Until they do, they go about their jobs, staying overnight in nearby hotels or trying to catch a few winks on the floor of the Capitol building, waiting to hear when they can go home — which they expect will be after Biden is sworn in.

What’s clear, though, is that their presence has brought downtown Washington, DC, to a grinding halt.

Local police have set up a perimeter throughout the city using flares and parked police cars multiple blocks from the National Mall. Trucks belonging to the DC National Guard have obstructed main roads into the downtown area. Regular vehicle traffic gets shooed away; when a vehicle is allowed to enter the protected space, it must first go through a designated checkpoint for a security sweep.

All of this has made it hard to access the seat of American power and greatest symbol of democracy, which typically is open to the public. In normal times, one could go inside the Capitol and legislative offices at will — a symbol of how open the nation’s political system is. Now, it’s hard to get within a few blocks of the Capitol complex without law enforcement or troops staring you down.

Views of the temporary situation differ. I overheard a white woman on her bicycle say what she was seeing and experiencing was “cray-cray,” a slang term for “crazy.” A Black man also rode by blasting N.W.A.’s “Fuck Tha Police,” though it’s unclear if the song was meant as a protest.

Officer Wendell (she wouldn’t give me her first name), a member of the local DC Police force who was guarding an area outside the fence, told me, “This is a normal day for us.” After all, the city often hosts high-profile, high-security events. The only thing on her mind, which she repeated often and requested it appear in this piece, was her planned retirement on April 10.

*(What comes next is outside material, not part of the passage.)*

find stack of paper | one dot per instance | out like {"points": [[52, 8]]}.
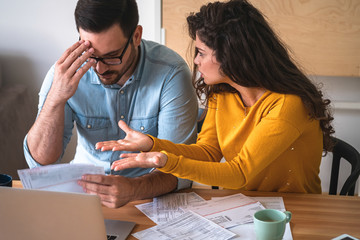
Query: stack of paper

The heavy security presence seems to be working. The usually busy streets are empty, and few people are actually around the Capitol, except to take pictures or videos of what’s happening.

Members of the US National Guard arrive at the US Capitol on January 12.
Andres Reynolds-Caballero/AFP via Getty Images

One member of the Pennsylvania National Guard on duty inside the fence said that right now, “things are slow, very slow,” and that local law enforcement and everyday Capitol staff could handle themselves without any real assistance. (As I approached him and his colleagues, they were discussing their joy over ordering lunch on UberEats.) But, the Guard member made sure to note, they’re all in town “just in case — and you know what I mean.”

Indeed. That “just in case” is the potential for another attack on the Capitol. Intelligence indicates armed militia groups and far-right extremists are planning to target the inauguration, which will take place on the building’s western platform. The hope, at least for one member of Virginia’s National Guard, is that his and his fellow troops’ presence helps stave off that possibility.

“We don’t need Americans killing Americans,” he said.

It’s hard to imagine a crowd of people actually getting through the barrier and overcoming the large force in place. It’s arguably the most heavily guarded area in the city, perhaps even more so than the White House. If anyone tries to fight their way through, chances are high they’ll fail.

In that sense, having the Capitol area on lockdown is a good idea — it ensures the safety of lawmakers, staff, and eventually Biden’s inauguration dais. In another sense, it’s a bad look for American democracy that it can’t switch from one administration to another without calling in armed reinforcements.

“It’s not ideal,” said a Pennsylvania National Guard member, “but we’re here now, and we got a job to do.”